Suis je désabusée, découragée, aigrie ? non, je ne suis rien de tout cela, parce que je représente un uniforme que je protégerai jusqu'à mon dernier souffle. Je suis lucide au contraire et je vois l'objet de ce qui fut leur passion être galvaudé au gré des ministères, tantôt pris en exemple tantôt montré du doigt et de tout temps balloté au vent des objectifs. Culture du résultat, culture de la qualité, baisse des accidents par des opérations répressives, prévention routière, délinquance de proximité, délinquance à grande échelle, éfficience, économie de moyens mais jamais économie d'effort, tradition multiséculaire, uniforme, déontologie, courage, doutes. Je suis la Gendarmerie. Celle là même que l'on voudrait aujourd'hui vendre en lots, déraciner de son terrain de prédilection : la proximité.... pour mieux promouvoir la culture du résultat.
Et ceux qui me servent, dit-on, leur vox populi ne traduit pas la vox déi... C'est vrai, ceux qui me servent tiennent un autre langage, simple, humble et modeste, celui de la rue, des champs et des campagnes auxquels ils appartiennent. Ils ne demandent pas l'impossible, ils ne briseront jamais des vitrines , ne s'attaqueront jamais à une préfecture, n'investiront pas davantage un édifice public.
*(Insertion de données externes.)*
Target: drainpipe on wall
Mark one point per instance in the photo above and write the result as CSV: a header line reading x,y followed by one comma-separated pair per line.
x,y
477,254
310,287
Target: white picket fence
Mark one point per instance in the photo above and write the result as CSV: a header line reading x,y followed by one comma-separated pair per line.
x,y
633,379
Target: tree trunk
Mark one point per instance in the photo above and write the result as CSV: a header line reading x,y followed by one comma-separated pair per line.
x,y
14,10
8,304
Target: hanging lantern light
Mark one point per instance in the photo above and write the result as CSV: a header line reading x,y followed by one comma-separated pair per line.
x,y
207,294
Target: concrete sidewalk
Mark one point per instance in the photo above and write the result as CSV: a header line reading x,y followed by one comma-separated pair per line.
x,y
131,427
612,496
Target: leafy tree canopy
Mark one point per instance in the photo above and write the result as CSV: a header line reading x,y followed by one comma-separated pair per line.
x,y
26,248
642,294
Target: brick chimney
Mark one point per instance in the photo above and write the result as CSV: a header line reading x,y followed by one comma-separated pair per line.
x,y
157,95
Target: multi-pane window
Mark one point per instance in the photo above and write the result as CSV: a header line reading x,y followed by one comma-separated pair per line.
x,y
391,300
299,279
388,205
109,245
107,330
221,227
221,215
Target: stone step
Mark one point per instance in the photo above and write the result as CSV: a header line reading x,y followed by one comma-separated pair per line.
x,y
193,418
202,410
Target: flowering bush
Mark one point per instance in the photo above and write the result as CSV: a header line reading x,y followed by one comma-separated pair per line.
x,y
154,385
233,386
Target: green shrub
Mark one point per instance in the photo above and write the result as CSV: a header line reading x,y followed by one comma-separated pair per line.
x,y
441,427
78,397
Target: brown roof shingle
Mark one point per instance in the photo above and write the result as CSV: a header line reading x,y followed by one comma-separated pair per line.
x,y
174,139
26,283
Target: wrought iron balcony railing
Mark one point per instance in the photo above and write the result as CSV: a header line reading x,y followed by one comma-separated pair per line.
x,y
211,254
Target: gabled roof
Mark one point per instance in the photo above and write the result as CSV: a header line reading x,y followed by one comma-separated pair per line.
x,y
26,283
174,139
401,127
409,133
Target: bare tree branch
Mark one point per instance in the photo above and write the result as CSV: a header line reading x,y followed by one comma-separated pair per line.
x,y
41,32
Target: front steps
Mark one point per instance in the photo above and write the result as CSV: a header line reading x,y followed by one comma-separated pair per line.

Mais, pour cotoyer chaque jour la misère humaine, il connaissent la valeur d'un engagement. Ils sont capables de se battre tout en sachant d'emblée qu'ils perdront leur combat. Ne sous estimez pas leur détermination ni leur courage, ils ont trop l'habitude d'en montrer dans leur vie de tous les jours, ne pensez surtout pas qu'ils reculeront.
Au travers de leurs attentes, c'est de ma survie dont ils se soucient. Ils sont fiers de cet uniforme, toujours en accord avec leur vocation, mais plus en phase avec la contrepartie qu'on leur offre en échange, cet os sans viande à ronger et dont on pense qu'ils s'en contenteront.
Partir et quitter leur uniforme parce qu'ils ne sont plus en accord avec la doctrine ?. Ce serait chose bien trop facile et confortable pour ceux qui me regardent avec complaisance prendre l'eau de toutes parts, satisfaits pourtant de mon naufrage annoncé tant qu'aucune voix ne s'élève pour en troubler l'effondrement.
Travailler moins, en faire moins ? Est ce ce qu'ils veulent? Non, car jamais nous ils n'auraient endossé cet uniforme. Ils souhaitent que leur "maison", moi même, ne cesse sa glissade vers l'incohérence, ils souhaitent être reconnus à hauteur de ce qu'ils apportent, être rémunérés à hauteur de ce qu'ils sacrifient, être considérés à hauteur de ce que leur doit la République, ne plus être des faire valoir muets et serviles. Ils sont gendarmes, en sont fiers et en cela , ne vous attendez pas à les faire reculer. Ils traversé avec moi les siècles, les guerres et les épidémies, les luttes pour le pouvoir, les révolutions. Et ils sont toujours là, debout, impassibles et sûrs : Moi, la Gendarmerie Nationale, et eux, sans qui je ne serai plus qu'un murmure depuis longtemps déjà.
Mais je l'avoue, ils desespèrent aujourd'hui qu'un oeil bienveillant se pose sur leur condition de forçats de la République, que les chiffres officiels ne font travailler qu'un peu plus de 8 heures par jour. Ils ne veulent rien d'autre que de pouvoir regarder droit dans les yeux le métier qu'ils exercent et de constater, rassurés que je suis prête à traverser encore quelques siècles.